O Laboratório de Anatomia Patológica da Clínica Veterinária Santo Agostinho realiza exames de Histopatologia, Citopatologia e Necropsia.

Patologia é o estudo morfológico das lesões, suas causas e conseqüências. A observação criteriosa das lesões requer técnicas apuradas, além de um profundo conhecimento em anatomia, histologia e fisiologia. A Anatomia Patológica representa um exame complementar que dá importantes subsídios para o diagnóstico final, ressaltando-se a estreita correlação clínico-patológica. O Patologista é o profissional responsável pelo exame de qualquer tecido ou órgão retirado de um indivíduo. Após minucioso exame macro e microscópico, obtém-se uma conclusão diagnóstica que pode orientar o tratamento e auxiliar na definição do prognóstico do paciente. Esses exames são importantes complementos à prática clínica.
O exame histopatológico é precedido da realização de um procedimento cirúrgico, quer uma biópsia incisional, biópsia excisional e a retirada parcial ou total de um órgão. É fundamental que a peça cirúrgica seja enviada em sua totalidade, para a avaliação macro e microscópica por parte do patologista. Caso, isso não seja possível, deve-se coletar fragmentos de aproximadamente 2,0 x 3,0 x 0,5cm da área lesada, da área íntegra e da interseção, fixando-os em formol a 10%. A histopatologia consiste na inclusão em parafina desses pequenos fragmentos para confecção de um preparado histológico padrão, corado pela técnica de hematoxilina-eosina (H&E). Além da definição de diagnósticos, a avaliação histopatológica também permite a obtenção de outros parâmetros importantes. Como exemplo, vale ressaltar a avaliação da margem cirúrgica, após exérese de formações neoplásicas.

Citologia é um método de exame do material obtido por aspiração, por agulha fina, em cavidades neoformadas ou órgãos sólidos; por coleta de secreções contendo células naturalmente esfoliadas com swabs; por raspagem ou escoriação de superfícies utilizando-se espátulas ou escovas; por lavagem e coleta de líquidos; por aspiração por agulha em cavidades naturais ou neoformadas; por "imprint"; e por "squash" ou esmagamento. Ao longo dos anos, alguns recursos foram incorporados à prática da citologia, como punções guiadas por ultra-som ou tomografia computadorizada. O exame citológico é indicado como um método de diagnóstico rápido, prático, de fácil execução e pouco invasivo. É útil na triagem de lesões de acordo com a origem do processo: inflamatório, degenerativo ou neoplásico. Contudo, resultados negativos, referindo-se especificamente a neoplasias, têm valor preditivo muito pobre e devem ser vistos com extrema cautela. Portanto, clínico e patologista devem avaliar o tipo de lesão apontado pela citologia e se há necessidade de proceder imediatamente à biópsia.O material colhido pode ser diretamente estendido em lâminas imediatamente após a coleta ou centrifugado (no caso de líquidos) e, do sedimento obtido, realizado esfregaço. Caso, não seja realizada a coloração imediata das lâminas, as mesmas devem ser conservadas em álcool 70°.

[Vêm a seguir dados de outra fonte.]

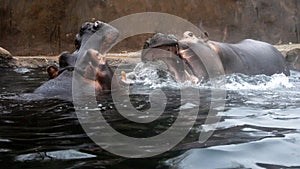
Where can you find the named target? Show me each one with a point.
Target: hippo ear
(204, 36)
(146, 44)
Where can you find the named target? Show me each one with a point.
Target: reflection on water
(259, 127)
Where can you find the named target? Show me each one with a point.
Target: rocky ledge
(290, 51)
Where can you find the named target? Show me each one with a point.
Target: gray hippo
(250, 57)
(92, 41)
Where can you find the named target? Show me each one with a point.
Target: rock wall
(48, 27)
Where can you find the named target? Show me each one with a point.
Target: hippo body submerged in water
(250, 57)
(93, 40)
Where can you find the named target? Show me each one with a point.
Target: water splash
(157, 76)
(22, 70)
(258, 82)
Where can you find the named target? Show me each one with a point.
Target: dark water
(259, 127)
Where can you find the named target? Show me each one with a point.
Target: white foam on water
(258, 82)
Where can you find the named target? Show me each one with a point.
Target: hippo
(250, 57)
(92, 41)
(165, 47)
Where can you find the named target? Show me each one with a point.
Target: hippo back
(252, 57)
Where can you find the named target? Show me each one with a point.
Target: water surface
(259, 127)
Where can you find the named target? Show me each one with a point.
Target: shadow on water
(47, 134)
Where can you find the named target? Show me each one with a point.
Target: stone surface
(52, 25)
(6, 59)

Necropsia é o exame criterioso de todos os órgãos e tecidos de um animal morto, podendo confirmar, refutar, esclarecer, modificar ou estabelecer um diagnóstico. Por vezes, a necropsia é a única forma de se chegar a um diagnóstico conclusivo. O exame post-mortem constitui o melhor meio de comparação dos sinais clínicos do animal enfermo, com lesões que não eram visíveis ou aparentes durante a vida. O exame necroscópico permite ainda, uma maior abrangência na coleta de material para exames virológicos, bacteriológicos, parasitológicos e toxicológicos, afora ser praticamente a melhor forma de acesso a órgãos para confecção de "imprints" ou esfregaços de tecidos, ou, por vezes, o único meio para se diagnosticar certas doenças (por ex., a babesiose cerebral). Em caso do veterinário e/ou o proprietário necessitarem/desejarem esclarecer a causa mortis, o ideal é que se envie o cadáver do animal para o patologista, o mais rápido possível.